Quelques mois plus tard.
— Tu vas le rendre complètement gaga avant même qu'il n'ait atteint sa première année, tu le sais ça ? Grommela Kéan, tendant une main vers moi.
Ou plutôt vers ce que je tenais dans mes bras.
Je le fusillai du regard et fit un pas en arrière.
— Et alors ? Regarde-le, il est parfait. P-A-R-F-A-I-T.
Mon nez contre la joue de mon fils. Est-ce que j'avais complètement perdu les pédales ? Yep. Est-ce que j'étais un putain de papa poule ? Re yep !
— Comme son papa.
Je reçus une claque à l'arrière du crâne.
— Et comme sa mère, bien-sûr, ajoutai-je, hilare.
Dali leva les yeux au ciel.
Kéan ricana :
— Est-ce que je peux espérer tenir mon neveu dans mes bras ?
— Non.
La voix de Dali se mêla à la mienne. Qui aurait cru qu'elle serait une maman poule ? Pas moi. Mais j'adorais ça. Ce côté protecteur et mauvais.
Ça me faisait bander continuellement.
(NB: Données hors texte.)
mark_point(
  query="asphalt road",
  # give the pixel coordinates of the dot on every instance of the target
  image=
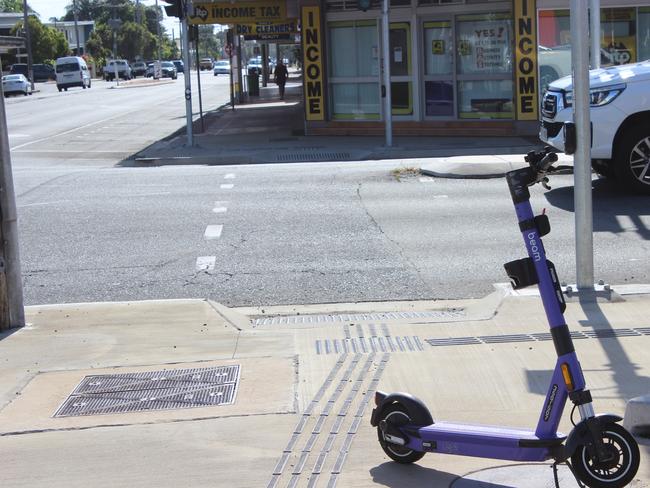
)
(267, 234)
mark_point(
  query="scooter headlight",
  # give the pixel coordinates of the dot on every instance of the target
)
(598, 96)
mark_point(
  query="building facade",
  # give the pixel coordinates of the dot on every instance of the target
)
(455, 65)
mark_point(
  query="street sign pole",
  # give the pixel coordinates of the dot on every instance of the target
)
(582, 156)
(13, 292)
(188, 77)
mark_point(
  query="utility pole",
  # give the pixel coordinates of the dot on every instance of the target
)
(388, 105)
(28, 45)
(11, 285)
(76, 26)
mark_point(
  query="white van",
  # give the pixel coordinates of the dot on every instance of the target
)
(71, 71)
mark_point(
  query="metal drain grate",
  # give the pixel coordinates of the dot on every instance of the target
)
(313, 156)
(153, 390)
(441, 315)
(538, 337)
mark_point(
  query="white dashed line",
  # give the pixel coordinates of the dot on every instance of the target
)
(206, 263)
(213, 232)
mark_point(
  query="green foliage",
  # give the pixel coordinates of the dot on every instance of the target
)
(47, 42)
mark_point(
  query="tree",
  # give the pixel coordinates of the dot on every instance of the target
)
(47, 42)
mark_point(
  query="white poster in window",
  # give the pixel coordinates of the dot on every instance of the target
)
(484, 46)
(397, 55)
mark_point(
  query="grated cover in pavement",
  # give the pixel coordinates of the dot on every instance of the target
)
(152, 390)
(313, 156)
(538, 337)
(433, 315)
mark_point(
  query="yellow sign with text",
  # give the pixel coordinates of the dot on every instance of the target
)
(238, 12)
(312, 49)
(526, 87)
(288, 26)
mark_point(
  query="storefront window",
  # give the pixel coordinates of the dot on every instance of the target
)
(355, 101)
(354, 68)
(438, 48)
(439, 98)
(485, 99)
(484, 44)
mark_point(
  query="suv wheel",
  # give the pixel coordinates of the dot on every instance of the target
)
(632, 165)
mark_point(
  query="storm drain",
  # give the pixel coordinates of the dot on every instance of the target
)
(152, 390)
(433, 315)
(313, 156)
(539, 337)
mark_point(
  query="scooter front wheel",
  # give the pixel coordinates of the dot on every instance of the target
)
(398, 415)
(615, 472)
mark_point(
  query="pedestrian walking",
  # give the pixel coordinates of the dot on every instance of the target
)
(281, 76)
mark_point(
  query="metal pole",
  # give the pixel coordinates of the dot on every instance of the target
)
(594, 22)
(388, 114)
(28, 45)
(582, 156)
(198, 80)
(9, 243)
(158, 29)
(76, 27)
(187, 78)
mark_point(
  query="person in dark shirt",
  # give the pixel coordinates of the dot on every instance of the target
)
(281, 75)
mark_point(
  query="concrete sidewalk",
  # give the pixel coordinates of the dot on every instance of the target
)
(269, 130)
(295, 386)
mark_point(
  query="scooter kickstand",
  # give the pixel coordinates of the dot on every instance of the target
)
(557, 480)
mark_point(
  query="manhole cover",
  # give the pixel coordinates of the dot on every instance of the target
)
(152, 390)
(518, 476)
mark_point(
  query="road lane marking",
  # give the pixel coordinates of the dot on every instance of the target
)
(206, 263)
(213, 232)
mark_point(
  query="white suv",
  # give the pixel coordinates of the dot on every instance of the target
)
(620, 119)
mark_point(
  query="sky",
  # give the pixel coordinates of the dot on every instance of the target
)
(56, 8)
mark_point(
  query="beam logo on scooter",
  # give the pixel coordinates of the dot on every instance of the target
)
(599, 451)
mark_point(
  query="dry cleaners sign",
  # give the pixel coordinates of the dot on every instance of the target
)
(312, 49)
(238, 12)
(526, 59)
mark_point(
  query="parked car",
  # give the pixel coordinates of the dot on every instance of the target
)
(139, 68)
(119, 66)
(43, 72)
(72, 71)
(619, 108)
(15, 84)
(221, 67)
(205, 63)
(180, 67)
(168, 70)
(19, 69)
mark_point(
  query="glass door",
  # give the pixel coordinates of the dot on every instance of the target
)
(401, 82)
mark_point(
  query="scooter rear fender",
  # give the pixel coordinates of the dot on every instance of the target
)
(580, 435)
(415, 407)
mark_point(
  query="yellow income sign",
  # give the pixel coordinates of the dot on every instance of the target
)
(313, 65)
(238, 12)
(526, 59)
(287, 26)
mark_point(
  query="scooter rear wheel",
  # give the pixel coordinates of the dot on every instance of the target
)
(400, 454)
(614, 473)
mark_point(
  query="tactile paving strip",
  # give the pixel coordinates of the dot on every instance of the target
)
(153, 390)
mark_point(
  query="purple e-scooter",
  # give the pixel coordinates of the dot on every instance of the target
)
(599, 451)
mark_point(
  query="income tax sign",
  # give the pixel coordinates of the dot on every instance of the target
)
(238, 12)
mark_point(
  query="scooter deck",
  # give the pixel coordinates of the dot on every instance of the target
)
(484, 441)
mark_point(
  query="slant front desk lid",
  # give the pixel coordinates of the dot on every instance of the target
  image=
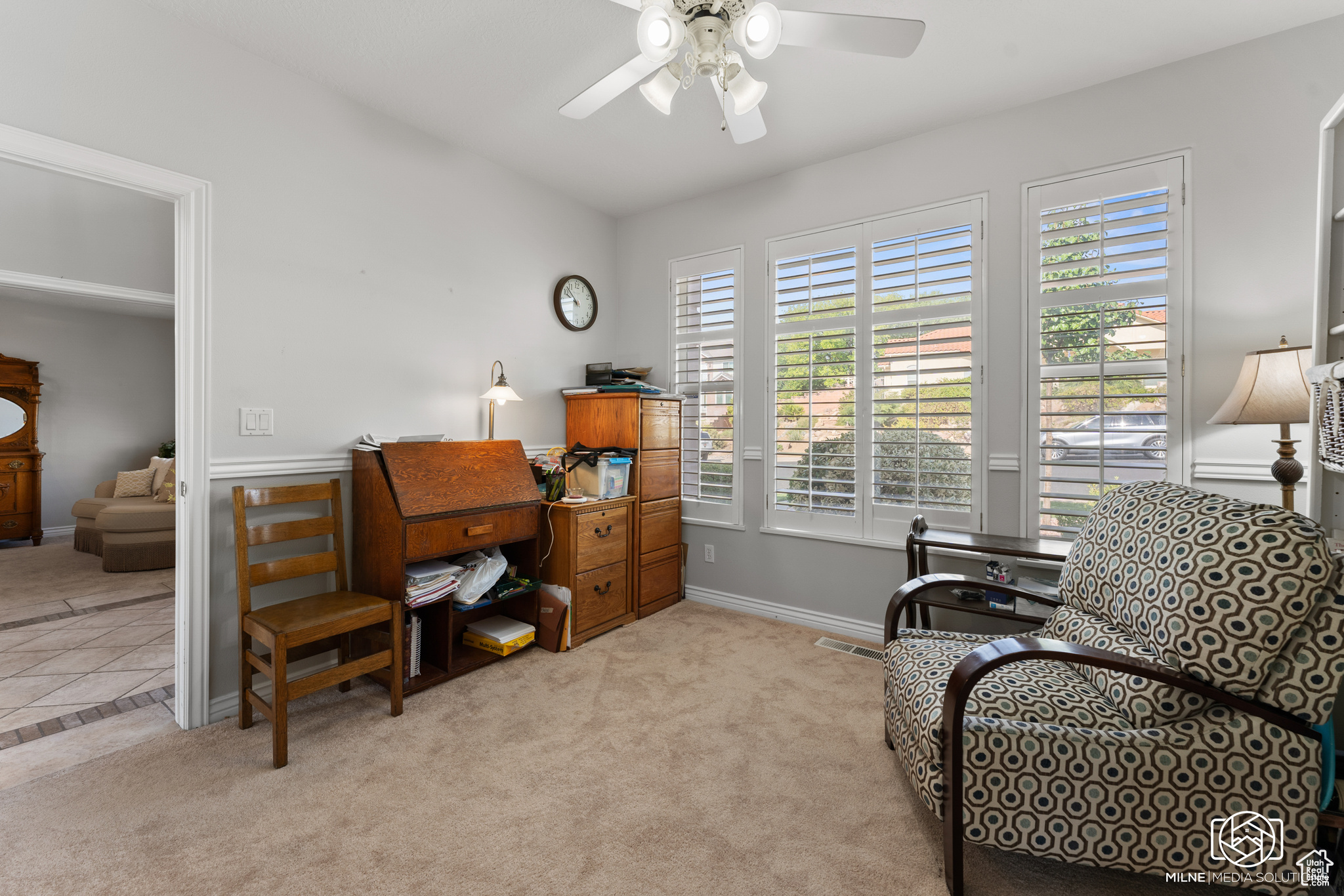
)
(442, 478)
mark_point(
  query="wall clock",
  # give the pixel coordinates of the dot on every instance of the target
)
(576, 302)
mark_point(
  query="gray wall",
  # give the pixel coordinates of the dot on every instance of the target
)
(77, 229)
(1250, 113)
(106, 394)
(363, 274)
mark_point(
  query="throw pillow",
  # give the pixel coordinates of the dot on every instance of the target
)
(169, 491)
(135, 484)
(160, 466)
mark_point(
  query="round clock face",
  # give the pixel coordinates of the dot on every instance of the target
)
(576, 302)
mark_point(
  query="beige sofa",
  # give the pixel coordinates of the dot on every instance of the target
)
(128, 534)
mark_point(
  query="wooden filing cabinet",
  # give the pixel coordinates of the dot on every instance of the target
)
(592, 554)
(654, 426)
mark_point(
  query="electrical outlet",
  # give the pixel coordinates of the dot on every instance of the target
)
(256, 421)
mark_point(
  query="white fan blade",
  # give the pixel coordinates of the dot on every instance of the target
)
(875, 35)
(744, 128)
(610, 88)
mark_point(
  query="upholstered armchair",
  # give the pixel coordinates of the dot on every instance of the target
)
(1188, 676)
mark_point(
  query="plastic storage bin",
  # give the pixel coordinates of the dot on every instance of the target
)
(610, 479)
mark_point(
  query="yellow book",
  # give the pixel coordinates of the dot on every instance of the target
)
(473, 640)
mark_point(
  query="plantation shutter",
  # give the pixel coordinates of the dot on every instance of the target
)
(705, 340)
(875, 375)
(1106, 306)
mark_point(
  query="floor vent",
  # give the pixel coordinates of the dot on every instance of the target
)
(831, 644)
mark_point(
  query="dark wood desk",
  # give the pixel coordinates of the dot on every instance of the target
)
(1005, 546)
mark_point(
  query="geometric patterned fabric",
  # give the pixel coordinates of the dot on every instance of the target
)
(1095, 767)
(1214, 586)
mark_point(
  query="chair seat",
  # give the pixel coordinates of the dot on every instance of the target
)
(1046, 692)
(315, 610)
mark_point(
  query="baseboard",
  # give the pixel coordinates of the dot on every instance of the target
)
(226, 704)
(810, 619)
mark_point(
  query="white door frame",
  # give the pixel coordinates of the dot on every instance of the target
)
(191, 380)
(1320, 323)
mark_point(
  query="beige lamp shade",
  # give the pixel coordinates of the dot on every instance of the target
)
(1272, 388)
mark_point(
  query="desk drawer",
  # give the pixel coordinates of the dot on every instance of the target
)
(660, 574)
(660, 474)
(660, 524)
(602, 538)
(600, 597)
(461, 534)
(15, 525)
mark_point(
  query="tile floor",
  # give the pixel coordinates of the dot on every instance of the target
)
(50, 669)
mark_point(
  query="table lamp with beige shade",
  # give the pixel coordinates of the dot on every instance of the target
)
(1272, 388)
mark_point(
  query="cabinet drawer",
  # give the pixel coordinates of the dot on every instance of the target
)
(600, 597)
(659, 574)
(15, 525)
(659, 476)
(460, 534)
(660, 428)
(10, 492)
(602, 538)
(660, 524)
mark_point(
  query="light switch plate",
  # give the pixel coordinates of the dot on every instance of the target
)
(256, 421)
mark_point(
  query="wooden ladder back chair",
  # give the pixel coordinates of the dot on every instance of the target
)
(304, 626)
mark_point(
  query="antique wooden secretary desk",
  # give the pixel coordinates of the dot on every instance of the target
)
(428, 500)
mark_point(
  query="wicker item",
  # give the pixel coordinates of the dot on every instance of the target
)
(1330, 413)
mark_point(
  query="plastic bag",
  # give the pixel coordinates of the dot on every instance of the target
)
(480, 573)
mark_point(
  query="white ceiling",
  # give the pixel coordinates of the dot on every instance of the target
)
(490, 75)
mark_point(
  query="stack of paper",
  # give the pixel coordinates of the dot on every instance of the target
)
(430, 580)
(370, 442)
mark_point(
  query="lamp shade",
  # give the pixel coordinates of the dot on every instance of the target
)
(660, 91)
(1272, 388)
(501, 394)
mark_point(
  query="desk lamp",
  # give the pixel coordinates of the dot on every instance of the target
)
(499, 394)
(1272, 388)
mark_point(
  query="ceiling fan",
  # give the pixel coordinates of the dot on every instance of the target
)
(756, 26)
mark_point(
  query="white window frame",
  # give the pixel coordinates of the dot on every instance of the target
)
(705, 512)
(1179, 336)
(887, 528)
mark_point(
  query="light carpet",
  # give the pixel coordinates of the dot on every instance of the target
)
(54, 578)
(696, 751)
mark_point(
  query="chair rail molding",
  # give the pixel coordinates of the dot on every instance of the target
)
(94, 296)
(1230, 469)
(238, 468)
(799, 615)
(191, 380)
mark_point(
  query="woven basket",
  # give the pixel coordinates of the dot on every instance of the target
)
(1330, 411)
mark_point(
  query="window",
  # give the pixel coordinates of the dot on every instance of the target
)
(1105, 293)
(705, 340)
(875, 375)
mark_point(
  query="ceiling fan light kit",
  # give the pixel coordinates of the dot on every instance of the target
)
(759, 27)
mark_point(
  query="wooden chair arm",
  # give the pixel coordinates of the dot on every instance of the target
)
(992, 656)
(914, 587)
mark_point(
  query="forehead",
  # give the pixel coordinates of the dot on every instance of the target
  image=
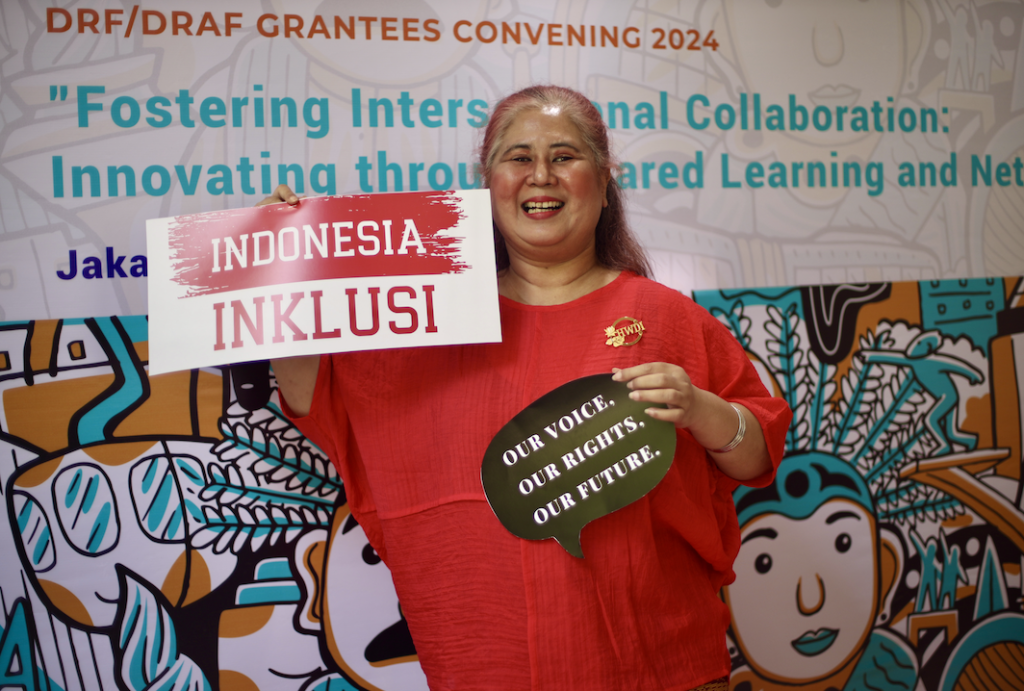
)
(544, 127)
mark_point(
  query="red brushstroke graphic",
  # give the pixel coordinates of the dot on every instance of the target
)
(280, 244)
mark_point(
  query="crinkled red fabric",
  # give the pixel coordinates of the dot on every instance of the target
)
(408, 429)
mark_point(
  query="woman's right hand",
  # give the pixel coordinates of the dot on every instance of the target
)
(296, 376)
(282, 193)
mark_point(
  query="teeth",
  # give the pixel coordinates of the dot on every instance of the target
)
(537, 207)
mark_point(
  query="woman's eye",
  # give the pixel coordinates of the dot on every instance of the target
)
(763, 563)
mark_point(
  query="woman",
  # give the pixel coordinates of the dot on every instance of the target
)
(409, 429)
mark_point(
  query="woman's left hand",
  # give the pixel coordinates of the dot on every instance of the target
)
(711, 420)
(664, 383)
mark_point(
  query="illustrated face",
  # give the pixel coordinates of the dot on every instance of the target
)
(363, 621)
(836, 53)
(546, 192)
(806, 591)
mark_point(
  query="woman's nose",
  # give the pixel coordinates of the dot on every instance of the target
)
(810, 598)
(542, 173)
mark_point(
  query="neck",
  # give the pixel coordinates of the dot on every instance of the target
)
(534, 284)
Une vraie torture physique et psychologique.
— C'est n'importe quoi, grommela Kéan, jetant un regard envieux à son neveu.
— Arrête de te plaindre. Le voir devrait te suffire. Regarde-moi sa bouille trop choupinette.
Pouah. N'importe qui m'aurait vu en cet instant aurait douté que j'étais une Main sanguinaire et meurtrière.
— Mon petit Nino. Gouzi, gouzi.
Je le soulevai pour frotter mon nez contre son ventre et Dali grogna :
— Pas un jouet. Donne.
Je fis la moue et lui cédai notre fils. Elle disparut dans la cuisine. Kéan regarda son poignet et éclata de rire lorsque je m'éloignai pour aller rejoindre Dali.
— Tu finiras peut-être par tenir plus de dix secondes la prochaine fois, lâcha-t-il, complètement hilare.
— Petit con, marmonnai-je.
Je rejoignis ma femelle dans la cuisine et passai mes bras autour de son ventre.
La grossesse n'avait pas été facile et Dali avait détesté craquer aussi souvent à cause des hormones. Elle l'avait quasiment toujours fait en ma seule présence ; elle se serait trop haïe de le faire devant les autres.
Je frottai ma joue contre la sienne et senti la présence de Yahto dehors.
— Il ne s'approche pas de Nino.
Je levai les yeux au ciel.
— C'est son grand-père, qu'est-ce tu voudrais qu'il lui fasse ?
Le regard blasé que Dali me lança en disait long.
Elle n'était pas prête de laisser notre fils à n'importe qui.
Parce qu'il n'était pas n'importe qui.
Après tout, il était fils d'une Régente, descendante de la première lignée de loups, et d'une des premières Mains des États-Unis.
Qu'est-ce que j'avais dit ? Ce petit était parfait. Forcément.